On the soft rental outlook affecting investment demand for private homes, Mr Ong of JLL said that for those buying a new-sale from a developer, the project may be completed in three to four years, by which time, the oversupply is likely to be over.

“However, if one is contemplating buying a completed property with a view for investment, one would have to bear in the mind the risk of further declines in rents.”

URA data also showed that the number of unsold private housing units in projects with planning approvals continued to shrink, to 26,578 as at end-Q3 2020.

This is down 5.6 per cent from the previous quarter and a 29.7 per cent contraction from the high of 37,799 units in Q1 2019. The reduction has come on the back of strong developers’ sales and limited private housing land sales.

Amid the buoyant mood in the private home sales market, the URA benchmark private home price index rose 0.8 per cent quarter on quarter in Q3 2020, identical to the flash estimate released earlier this month.

This followed a 0.3 per cent q-o-q gain in Q2, taking the year-to-date gain to 0.1 per cent.

This was supported by buying demand in both developers’ sales and resale markets, despite recession, and rising unemployment.

Colliers International’s head of research for Singapore, Tricia Song, attributes this to the “strength of the underlying property market”, which can be attributed to: unprecedented fiscal stimulus including job support schemes, the ultra-low interest rate environment and the buoyant public housing or HDB resale market that enables upgraders to afford new private homes”.

The Housing Board’s resale price index rose 1.5 per cent q-o-q in Q3 2020, against a 0.3 per cent gain in Q2 2020.

During the third quarter, developers launched 3,791 uncompleted private homes for sale – double the 1,852 units on the market in the preceding quarter and up 4.5 per cent year on year.

With the acceleration of launches in Q3, new private home sales also doubled to 3,517 in Q3 2020 from 1,713 units in Q2 2020.

Market watchers attribute this partly to a continuation of the pent-up demand following the reopening of showflats and resumption of property viewings from June 19 after a hiatus of nearly 21/2 months during the circuit breaker.
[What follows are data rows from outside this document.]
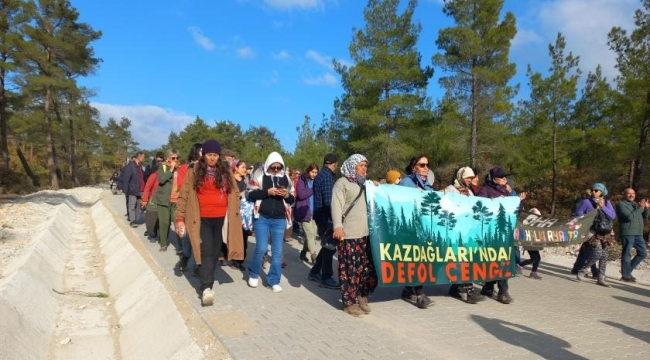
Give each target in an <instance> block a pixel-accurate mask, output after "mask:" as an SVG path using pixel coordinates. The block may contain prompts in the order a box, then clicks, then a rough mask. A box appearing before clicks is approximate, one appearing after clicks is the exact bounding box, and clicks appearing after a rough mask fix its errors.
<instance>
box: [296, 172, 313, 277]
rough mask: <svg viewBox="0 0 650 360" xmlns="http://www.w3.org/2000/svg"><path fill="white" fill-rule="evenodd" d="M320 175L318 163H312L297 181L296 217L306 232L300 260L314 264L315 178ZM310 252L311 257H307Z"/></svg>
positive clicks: (300, 225)
mask: <svg viewBox="0 0 650 360" xmlns="http://www.w3.org/2000/svg"><path fill="white" fill-rule="evenodd" d="M316 175H318V165H316V164H310V165H309V166H307V169H306V170H305V172H304V173H303V174H302V175H300V177H299V178H298V179H297V181H296V209H295V210H294V212H293V217H294V219H295V220H296V221H297V222H299V223H300V228H301V229H302V231H303V232H304V233H305V242H304V243H303V246H302V251H300V260H302V261H304V262H306V263H307V264H310V265H313V264H314V263H315V262H316V256H318V253H317V252H316V232H317V228H316V221H315V220H314V218H313V214H314V179H315V178H316ZM307 253H309V256H310V257H309V258H307Z"/></svg>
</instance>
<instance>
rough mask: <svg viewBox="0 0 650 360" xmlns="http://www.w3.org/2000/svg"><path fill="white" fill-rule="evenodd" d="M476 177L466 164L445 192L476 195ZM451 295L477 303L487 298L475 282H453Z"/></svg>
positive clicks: (449, 185)
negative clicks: (472, 186)
mask: <svg viewBox="0 0 650 360" xmlns="http://www.w3.org/2000/svg"><path fill="white" fill-rule="evenodd" d="M474 178H476V174H474V170H472V168H471V167H468V166H464V167H462V168H460V169H458V171H456V178H455V179H454V181H453V183H452V184H451V185H449V186H447V187H446V188H445V193H448V194H449V193H452V194H460V195H466V196H474V193H473V192H472V182H473V180H474ZM449 295H451V296H452V297H455V298H459V299H461V300H463V301H465V302H467V303H468V304H476V303H478V302H480V301H483V300H485V296H483V295H481V294H477V293H476V291H475V289H474V284H472V283H467V284H452V285H451V287H450V288H449Z"/></svg>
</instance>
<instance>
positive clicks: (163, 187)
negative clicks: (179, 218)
mask: <svg viewBox="0 0 650 360" xmlns="http://www.w3.org/2000/svg"><path fill="white" fill-rule="evenodd" d="M179 166H180V163H179V161H178V151H176V150H175V149H171V150H169V151H168V152H167V161H166V162H165V164H164V165H163V166H161V167H159V168H158V189H156V192H155V194H154V196H153V201H154V202H155V203H156V205H157V209H158V239H159V242H160V251H162V252H165V251H167V247H168V246H169V242H168V238H169V226H170V225H171V221H172V215H173V214H174V212H175V211H176V202H177V201H178V187H179V185H178V168H179Z"/></svg>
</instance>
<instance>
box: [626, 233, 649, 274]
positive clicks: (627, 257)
mask: <svg viewBox="0 0 650 360" xmlns="http://www.w3.org/2000/svg"><path fill="white" fill-rule="evenodd" d="M621 240H622V241H623V244H622V245H623V256H622V257H621V273H622V274H623V277H626V278H629V277H630V276H632V271H633V270H634V268H635V267H637V265H639V264H640V263H641V261H643V259H645V257H646V256H648V250H647V249H646V247H645V241H643V236H641V235H628V236H622V237H621ZM633 248H634V249H636V256H634V259H632V249H633Z"/></svg>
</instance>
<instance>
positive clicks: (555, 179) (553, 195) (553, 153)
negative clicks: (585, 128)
mask: <svg viewBox="0 0 650 360" xmlns="http://www.w3.org/2000/svg"><path fill="white" fill-rule="evenodd" d="M552 143H553V144H552V147H553V179H552V180H551V216H553V215H554V214H555V205H556V203H557V122H556V121H555V120H554V121H553V140H552Z"/></svg>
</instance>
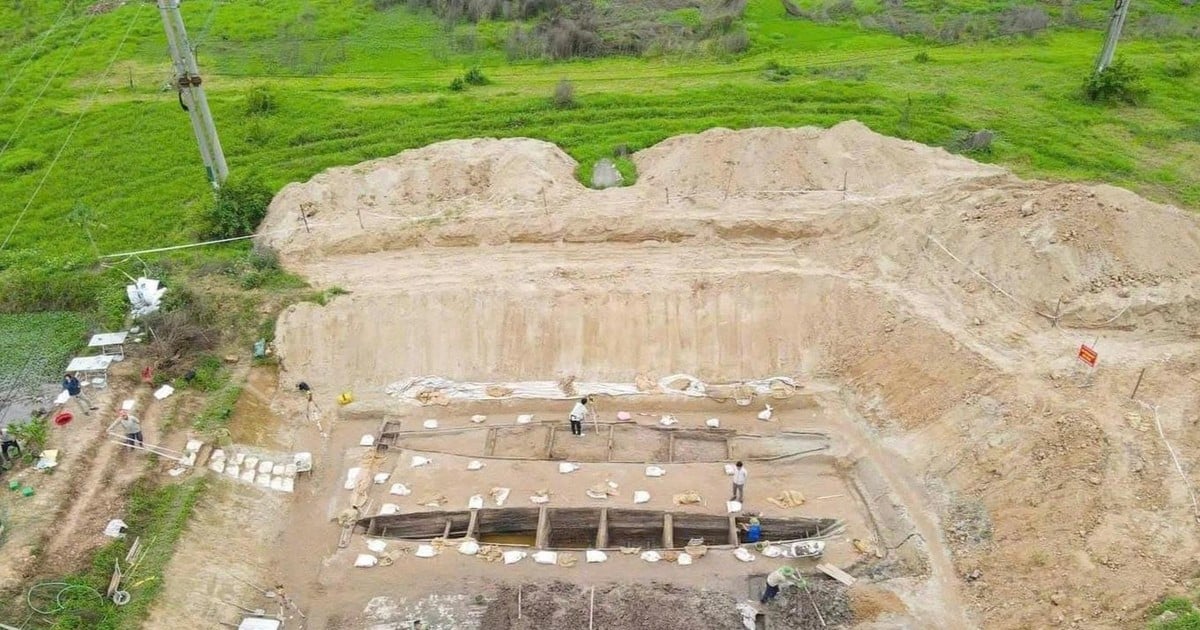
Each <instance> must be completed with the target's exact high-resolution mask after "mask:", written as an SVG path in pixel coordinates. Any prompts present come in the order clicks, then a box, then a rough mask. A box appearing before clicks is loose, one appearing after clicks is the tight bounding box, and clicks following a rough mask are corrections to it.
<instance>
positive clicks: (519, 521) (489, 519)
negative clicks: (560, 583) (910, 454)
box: [359, 508, 844, 550]
mask: <svg viewBox="0 0 1200 630" xmlns="http://www.w3.org/2000/svg"><path fill="white" fill-rule="evenodd" d="M745 521H746V520H745V518H734V517H727V516H718V515H706V514H690V512H677V511H661V510H626V509H608V508H600V509H592V508H548V509H536V508H510V509H481V510H474V514H473V512H472V511H452V512H449V511H430V512H412V514H402V515H388V516H373V517H367V518H362V520H360V521H359V526H360V527H362V528H364V529H365V530H366V534H367V535H372V536H379V538H391V539H400V540H422V541H425V540H433V539H439V538H448V539H456V538H474V539H476V540H479V541H480V542H486V544H496V545H512V546H529V547H539V548H548V550H589V548H610V550H613V548H620V547H641V548H682V547H684V546H686V545H688V544H690V542H691V541H694V540H702V541H703V542H702V544H704V545H709V546H726V545H738V544H742V542H743V541H742V540H739V535H738V530H739V529H740V527H739V526H740V524H743V523H744V522H745ZM760 521H761V523H762V528H763V533H764V538H767V539H769V540H772V541H775V542H784V541H794V540H809V539H815V538H821V536H827V535H830V534H835V533H838V532H840V530H841V529H842V527H844V524H842V522H841V521H839V520H835V518H803V517H802V518H772V517H764V518H761V520H760ZM472 523H474V524H472ZM768 532H769V535H768V534H767V533H768Z"/></svg>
In the first nine months of this year, developers moved 7,379 new private homes, close to the 7,469 units in the year-ago period.
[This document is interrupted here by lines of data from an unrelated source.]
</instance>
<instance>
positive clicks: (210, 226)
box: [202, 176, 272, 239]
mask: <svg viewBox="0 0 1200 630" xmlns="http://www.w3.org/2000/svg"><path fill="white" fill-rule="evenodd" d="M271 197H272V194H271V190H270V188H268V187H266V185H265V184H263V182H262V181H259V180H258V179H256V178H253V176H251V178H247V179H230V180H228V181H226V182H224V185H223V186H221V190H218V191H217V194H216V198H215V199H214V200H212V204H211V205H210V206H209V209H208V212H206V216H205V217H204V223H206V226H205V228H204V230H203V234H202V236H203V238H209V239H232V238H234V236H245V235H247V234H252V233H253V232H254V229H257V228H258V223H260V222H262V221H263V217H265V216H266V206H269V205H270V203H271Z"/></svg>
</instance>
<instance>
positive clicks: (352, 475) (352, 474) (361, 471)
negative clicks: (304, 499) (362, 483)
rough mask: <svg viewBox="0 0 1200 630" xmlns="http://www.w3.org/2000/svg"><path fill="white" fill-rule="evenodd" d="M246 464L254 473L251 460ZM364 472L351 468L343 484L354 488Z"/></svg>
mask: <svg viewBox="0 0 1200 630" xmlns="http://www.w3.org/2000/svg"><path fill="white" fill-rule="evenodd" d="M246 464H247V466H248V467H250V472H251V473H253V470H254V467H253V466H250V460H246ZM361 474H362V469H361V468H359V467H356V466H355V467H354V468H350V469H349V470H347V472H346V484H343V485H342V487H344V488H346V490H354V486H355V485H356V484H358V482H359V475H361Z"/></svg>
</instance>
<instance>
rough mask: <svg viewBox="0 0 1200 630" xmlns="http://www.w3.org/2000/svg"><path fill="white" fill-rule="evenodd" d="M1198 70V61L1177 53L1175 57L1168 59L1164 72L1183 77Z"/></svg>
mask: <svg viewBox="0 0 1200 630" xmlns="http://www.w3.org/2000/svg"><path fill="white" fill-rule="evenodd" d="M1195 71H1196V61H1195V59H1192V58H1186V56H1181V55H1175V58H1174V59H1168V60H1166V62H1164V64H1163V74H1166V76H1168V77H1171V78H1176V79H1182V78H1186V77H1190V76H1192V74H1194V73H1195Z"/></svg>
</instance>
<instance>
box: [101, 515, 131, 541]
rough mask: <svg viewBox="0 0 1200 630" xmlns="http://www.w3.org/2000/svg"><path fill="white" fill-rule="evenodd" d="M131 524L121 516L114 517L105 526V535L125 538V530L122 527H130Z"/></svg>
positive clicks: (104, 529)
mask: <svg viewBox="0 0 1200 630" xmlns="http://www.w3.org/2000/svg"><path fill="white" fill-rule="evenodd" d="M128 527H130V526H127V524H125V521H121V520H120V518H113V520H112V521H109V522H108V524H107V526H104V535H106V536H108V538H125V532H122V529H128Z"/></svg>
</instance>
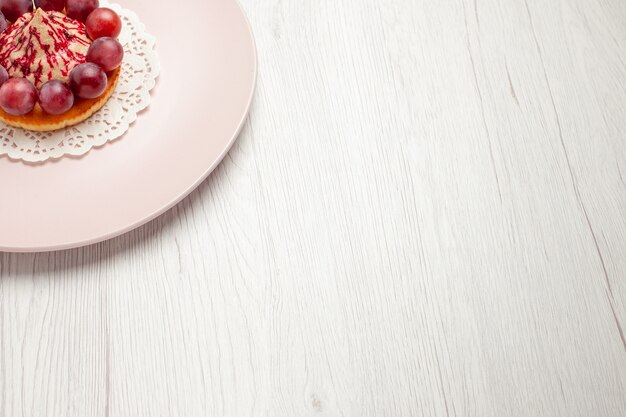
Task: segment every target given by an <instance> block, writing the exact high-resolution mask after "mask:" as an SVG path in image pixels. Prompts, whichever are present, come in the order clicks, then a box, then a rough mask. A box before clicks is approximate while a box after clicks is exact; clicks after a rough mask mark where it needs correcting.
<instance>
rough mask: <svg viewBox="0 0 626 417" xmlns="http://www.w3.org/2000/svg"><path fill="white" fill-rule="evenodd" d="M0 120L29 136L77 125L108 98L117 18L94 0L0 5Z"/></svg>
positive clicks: (102, 105)
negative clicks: (26, 134) (35, 134)
mask: <svg viewBox="0 0 626 417" xmlns="http://www.w3.org/2000/svg"><path fill="white" fill-rule="evenodd" d="M0 12H1V13H0V32H1V33H0V121H2V122H4V123H6V124H8V125H11V126H15V127H21V128H24V129H28V130H34V131H51V130H56V129H60V128H64V127H68V126H72V125H75V124H77V123H80V122H82V121H84V120H86V119H87V118H89V117H90V116H91V115H93V114H94V113H95V112H97V111H98V110H100V108H102V106H104V104H105V103H106V102H107V100H108V99H109V98H110V97H111V95H112V94H113V91H114V90H115V87H116V85H117V82H118V80H119V75H120V68H121V65H122V60H123V57H124V48H123V47H122V45H121V44H120V43H119V41H118V40H117V36H118V35H119V34H120V31H121V29H122V21H121V19H120V18H119V16H118V15H117V14H116V13H115V12H114V11H113V10H111V9H108V8H105V7H99V1H98V0H0Z"/></svg>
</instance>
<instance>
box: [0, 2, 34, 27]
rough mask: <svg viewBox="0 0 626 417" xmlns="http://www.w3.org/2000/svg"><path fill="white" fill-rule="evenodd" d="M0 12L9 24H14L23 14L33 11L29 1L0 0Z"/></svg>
mask: <svg viewBox="0 0 626 417" xmlns="http://www.w3.org/2000/svg"><path fill="white" fill-rule="evenodd" d="M0 10H1V11H2V13H3V14H4V15H5V16H6V18H7V19H9V20H10V21H11V22H15V21H16V20H17V19H19V17H20V16H21V15H23V14H24V13H28V12H32V11H33V2H32V1H31V0H0Z"/></svg>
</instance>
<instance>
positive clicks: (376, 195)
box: [0, 0, 626, 417]
mask: <svg viewBox="0 0 626 417" xmlns="http://www.w3.org/2000/svg"><path fill="white" fill-rule="evenodd" d="M243 6H244V8H245V9H246V11H247V13H248V15H249V18H250V21H251V24H252V26H253V28H254V31H255V35H256V39H257V43H258V49H259V56H260V78H259V87H258V92H257V96H256V100H255V103H254V106H253V109H252V112H251V115H250V120H249V122H248V125H247V127H246V128H245V130H244V132H243V133H242V135H241V137H240V139H239V141H238V143H237V144H236V146H235V148H234V149H233V151H232V152H231V153H230V155H229V157H228V158H227V159H226V160H225V161H224V163H223V164H222V165H221V166H220V167H219V169H218V170H217V171H216V172H215V173H214V175H212V176H211V178H210V179H209V180H208V181H207V182H206V183H204V184H203V185H202V186H201V187H200V188H199V189H198V190H197V191H196V192H194V193H193V194H192V195H191V196H190V197H189V198H187V199H186V200H185V201H184V202H183V203H182V204H181V205H180V206H179V207H177V208H176V209H174V210H172V211H171V212H169V213H168V214H166V215H164V216H163V217H161V218H160V219H158V220H156V221H154V222H152V223H151V224H149V225H147V226H145V227H143V228H141V229H139V230H137V231H135V232H132V233H130V234H128V235H126V236H123V237H121V238H118V239H115V240H112V241H110V242H106V243H102V244H99V245H96V246H92V247H88V248H84V249H80V250H72V251H66V252H58V253H53V254H37V255H12V254H2V255H0V277H1V280H0V337H1V339H0V416H2V417H17V416H20V417H21V416H64V417H74V416H76V417H79V416H80V417H83V416H104V417H109V416H110V417H127V416H128V417H130V416H133V417H140V416H146V417H148V416H150V417H155V416H193V417H200V416H285V417H287V416H289V417H292V416H342V417H348V416H354V417H357V416H358V417H369V416H371V417H381V416H437V417H439V416H447V417H474V416H475V417H502V416H524V417H536V416H542V417H547V416H550V417H552V416H554V417H556V416H568V417H575V416H580V417H588V416H604V417H621V416H624V415H626V340H625V336H624V333H625V332H626V279H625V278H626V256H624V254H625V253H626V215H625V213H626V183H625V182H624V175H626V136H625V134H626V2H624V1H622V0H554V1H543V0H526V1H524V0H521V1H520V0H439V1H431V0H396V1H393V2H392V1H380V0H358V1H357V0H343V1H333V0H315V1H313V0H307V1H298V2H296V1H285V0H267V1H263V2H258V1H253V0H244V1H243ZM623 173H624V174H623Z"/></svg>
In the resale market, 3,467 private homes changed hands in the third quarter, about 3.7 times the 933 units transacted in the previous quarter. Resale transactions accounted for close to half (49.2 per cent) of all sale transactions in the latest quarter, up from the 35 per cent share in Q2.

The tally of private home sales in the resale market for the first nine months was 6,480 units, against 6,607 units for the year-ago period.
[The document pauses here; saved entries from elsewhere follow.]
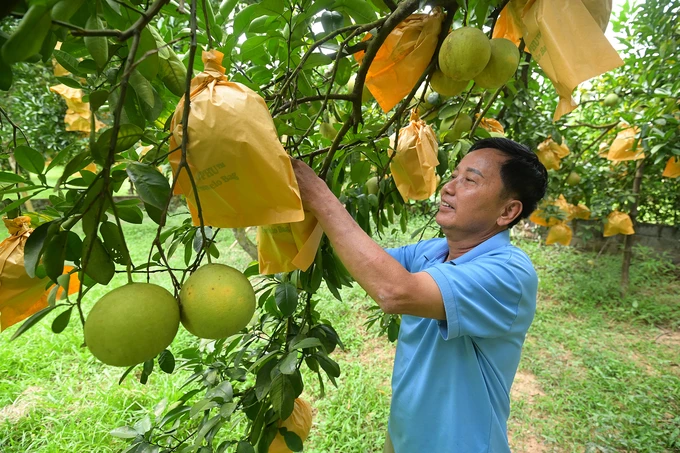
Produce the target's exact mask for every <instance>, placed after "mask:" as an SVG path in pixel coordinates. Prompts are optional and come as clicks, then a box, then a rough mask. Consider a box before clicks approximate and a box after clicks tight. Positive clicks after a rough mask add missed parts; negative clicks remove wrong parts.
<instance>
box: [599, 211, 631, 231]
mask: <svg viewBox="0 0 680 453" xmlns="http://www.w3.org/2000/svg"><path fill="white" fill-rule="evenodd" d="M616 234H625V235H629V234H635V230H634V229H633V221H632V220H631V218H630V216H629V215H628V214H626V213H625V212H621V211H612V212H611V213H610V214H609V215H608V216H607V220H606V221H605V223H604V234H603V236H604V237H609V236H614V235H616Z"/></svg>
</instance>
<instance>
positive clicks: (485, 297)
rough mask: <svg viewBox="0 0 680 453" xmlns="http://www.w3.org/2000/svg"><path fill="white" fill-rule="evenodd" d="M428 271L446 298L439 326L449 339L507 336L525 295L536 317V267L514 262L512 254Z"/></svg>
mask: <svg viewBox="0 0 680 453" xmlns="http://www.w3.org/2000/svg"><path fill="white" fill-rule="evenodd" d="M529 266H531V265H530V264H529ZM424 271H425V272H427V273H428V274H430V275H431V276H432V278H433V279H434V280H435V282H436V283H437V285H438V286H439V290H440V291H441V294H442V299H443V300H444V308H445V311H446V321H440V323H439V327H440V333H441V335H442V337H443V338H444V339H445V340H447V339H451V338H456V337H460V336H464V335H469V336H473V337H485V338H493V337H498V336H502V335H506V334H507V333H508V332H509V331H510V329H511V328H512V326H513V323H515V320H516V319H517V317H518V314H519V311H520V302H521V301H522V300H523V296H528V297H526V298H525V299H526V304H525V305H527V306H526V307H524V308H526V310H525V312H526V313H525V315H526V316H530V317H531V318H532V319H533V313H534V310H535V297H536V296H535V292H536V287H537V278H536V274H535V272H534V271H533V267H532V266H531V267H530V268H526V267H524V266H522V264H521V263H520V264H518V263H517V262H513V260H512V259H511V255H510V256H508V255H501V256H495V257H491V258H485V259H478V260H475V261H472V262H468V263H464V264H460V265H455V264H453V263H452V262H448V263H441V264H437V265H435V266H432V267H429V268H427V269H424ZM531 305H533V307H532V306H531Z"/></svg>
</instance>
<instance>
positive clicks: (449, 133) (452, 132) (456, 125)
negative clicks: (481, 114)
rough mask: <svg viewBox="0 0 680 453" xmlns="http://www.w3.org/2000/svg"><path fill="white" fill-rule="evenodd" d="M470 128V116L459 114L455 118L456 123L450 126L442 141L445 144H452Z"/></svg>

Mr Lee of Huttons said: “The official Q3 2020 numbers from URA affirmed that the property market has shaken off the negative vibes from Covid-19 and returned to its growth trajectory. Since bottoming out in 2Q 2017, property prices have grown by 12.6 per cent or 1.0 per cent per quarter.”

ERA Realty’s head of research and consultancy, Nicholas Mak, is not expecting a lull in the fourth quarter when many people traditionally go for year-end holidays and developers slow down launches. This time, many will not be going on overseas vacations due to the pandemic.

“Therefore, some property developers may capitalise on the current buying momentum to launch their new residential projects.

“Between four and six residential projects with 1,720 to 2,450 units could be launched in Q4 2020. Some of these upcoming residential launches include Ki Residences and Clavon. Furthermore, developers would also release additional housing units for sale in projects that were launched recently,” said Mr Mak.

Property consultants expect developers to move 8,500 to 10,500 private homes for the whole of 2020; the figure for last year was 9,912 units.

They forecast the URA’s private home price index will change -1 per cent to +1 per cent for the whole of this year.